Do you know why your priest postures change during the mass? Do you know why/when he faces East (the apse) and faces the people at the celebration? Have you (been) asked that question? In this piece, I will address some aspects of that very important theological question.
During the mass the priest’s posture changes alternatively between facing the people (“misa versus populum”) and facing the apse (“misa versus apsidem”) which is the East, front of the Church. What we do in the liturgy is a consequence of who and what we are before God. Since the human body shares in the dignity of the ‘image of God’, in the Liturgy the sanctification of the man is signified by signs perceptible to the senses, and is effected in a way which corresponds with each of these signs. That action is principally an exercise of the priestly office of Jesus Christ before the Father in heaven, while in the earthly liturgy we take part in a foretaste of that heavenly liturgy which is celebrated in the holy city of Jerusalem toward which we journey as pilgrims.
There are two primary ways in which Christians in their worship in the first centuries of the faith embodied this communal pilgrimage toward heaven:
* By facing one another for proclamation and dialogue; the priest in the first centuries’ era faced the people during the Liturgy of the Word so as to fulfill his role, which was to act “in the name of Christ” (in persona Christi), both when proclaiming the gospel to them and during those parts of the Mass when he prays in dialogue with them.

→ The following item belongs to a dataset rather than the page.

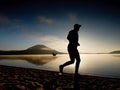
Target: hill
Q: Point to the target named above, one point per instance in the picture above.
(37, 49)
(115, 52)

* By facing east for the Eucharistic prayer. Priests in the first centuries’ era almost universally faced east, the direction of rising sun, during the Eucharistic prayer, anticipating thereby the glory of Christ’s return to earth. In most churches, this also meant that they faced the apse, with the people. Acting again in persona Christi, priests embodied the fact that Christ the Priest became completely as one of us when he journeyed toward the cross and invited us to follow him.
What we do in worship is a reflection of who we are — an understanding that the first Christians expressed through their liturgical posture. When the priest proclaims the readings versus populum, he embodies Christ as Prophet — something is lost when he proclaims the readings away from them, even if that posture has symbolic meaning. When he turns toward the people and leads them in dialogue, he embodies Christ as King — again, something is lost when he speaks to them without turning toward them, even if his posture versus apsidem has symbolic meaning.
Yet unless the priest embodies the spiritual principle of turning versus Deum per Iesum Christum (turning to God through Jesus Christ), by assuming the same eastward posture as do the members of the congregation, then it becomes more difficult to see reflected in him the humility by which he embodies Christ as Priest, who, as Saint Anselm pointed out, can serve as our mediator precisely and only because he is fully one of us.
And he no longer necessarily faced east in expectation of the return of Christ. Instead, he always faced the apse, which was taken to represent the east, regardless of whether the church was so constructed that by celebrating versus apsidem he was facing literal, geographical east.